Das Internet ermöglicht die freie Zirkulation von Angeboten, die in den alten Medien kaum Gehör gefunden hätten. Die Frage ist nur: Wie werden ihre Macher entlohnt? Volker Grassmuck stellt einige Modelle vor.

Volker Grassmuck Lizenz: cc by-nc-sa/3.0/de

In einem Satz: Was ist Open Source?

In einem Satz?

Dann in zwei Sätzen.

Open Source ist ein Begriff, den Eric Raymond als Gegenmodell zum Begriff "freie Software" in die Welt gesetzt hat, weil er der Ansicht war, dass das Wort "frei" ein "four-letter-word", also ein "böses" Wort ist, das Leute aus der Wirtschaft abschreckt.

Kurz gesagt: Bei der freien Software steht die Freiheit im Vordergrund, bei Open Source steht das Entwicklungsmodell im Vordergrund. Es bezieht ganz viele Leute mit ein, während ein geschlossenes Modell auf kleinen Gruppen beruht. Kleine Gruppen entwickeln die Software, kleine Gruppen testen sie, und in dem Augenblick, in dem die Software an die Kunden geht, befindet sie sich im Beta-Stadium, und diejenigen, die sie gekauft haben, bezahlen für einen kostenlosen Betatest, den sie an der Software durchführen.

Bei der freien Software ist es letztlich nicht anders. Es ist eine grundlegende Eigenschaft von Software, dass sie so komplex ist, dass sie in unterschiedlichsten Ablaufumgebungen, Software- und Hardware-Konstellationen Phänomene hervorbringt, die vorher nicht vollständig abzusehen und zu testen sind. Das wird mit dem Satz beschrieben: "Wenn nur genug Augen auf ein Problem schauen, ist es ein einfaches, flaches Problem." Und um genau diese vielen Augen zu mobilisieren, dafür ist das Modell der freien Software ideal geeignet. Einfach, weil Leute engagiert dabei sind.

Bei einem gekauften Produkt, das nicht funktioniert, rufe ich den Service an oder schicke eine E-Mail, kriege keine Antwort oder eine Standardantwort, möglicherweise kostet der Support noch extra – da überlege ich mir, ob ich nicht einfach mit dem defekten Produkt weiterarbeite.

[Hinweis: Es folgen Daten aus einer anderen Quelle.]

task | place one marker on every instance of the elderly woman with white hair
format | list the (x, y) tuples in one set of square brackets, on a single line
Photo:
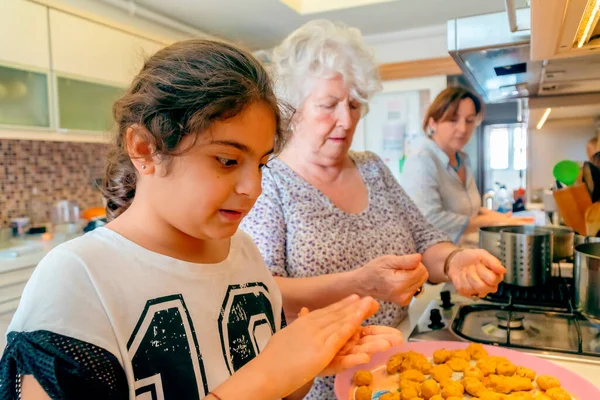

In der freien Software ist es anders: Sie ist Community-gestützt. Wenn ich etwas zurückgebe, schauen sich Leute das tatsächlich an und nehmen es nicht als eine Zumutung von Kunden, sondern als eine Bereicherung, dass sie auf diese Weise auf Probleme hingewiesen werden, weil sie nur so diese Probleme auch beheben können. Dieser Feedback-Loop funktioniert, weil alles frei und Community-gestützt ist.

Wenn man sich die Produzenten von Open Source-Software anschaut: Was treibt sie an, etwas kostenlos wegzugeben? Was ziehen sie daraus?

Zunächst einmal die Leidenschaft am Programmieren. Es gibt verschiedene Motive und verschiedene Leute, die sich an freien Software-Projekten beteiligen – unter anderem solche, die von Firmen dafür bezahlt werden, da ist es natürlich etwas anders. Was man aber häufig sieht, ist, dass Leute einen Tagesjob haben und programmieren, was ihnen ihr Vorgesetzter sagt. Dann kommen sie abends nach Hause, und während sich andere vor den Fernseher setzen, setzen sie sich vor den Computer und programmieren weiter – diesmal aber das, was sie selber interessant, wichtig finden, was ihnen Befriedigung bereitet.

Das ist in anderen Wissensformen ganz ähnlich: Menschen machen Musik, weil sie Spaß daran haben. Sicher gibt es Leute mit naiven Vorstellungen, dass sie einmal so reich und berühmt werden wie die Rolling Stones; davon gibt es aber nicht so wahnsinnig viele. In der Regel ist es die Befriedigung aus der Tätigkeit selber.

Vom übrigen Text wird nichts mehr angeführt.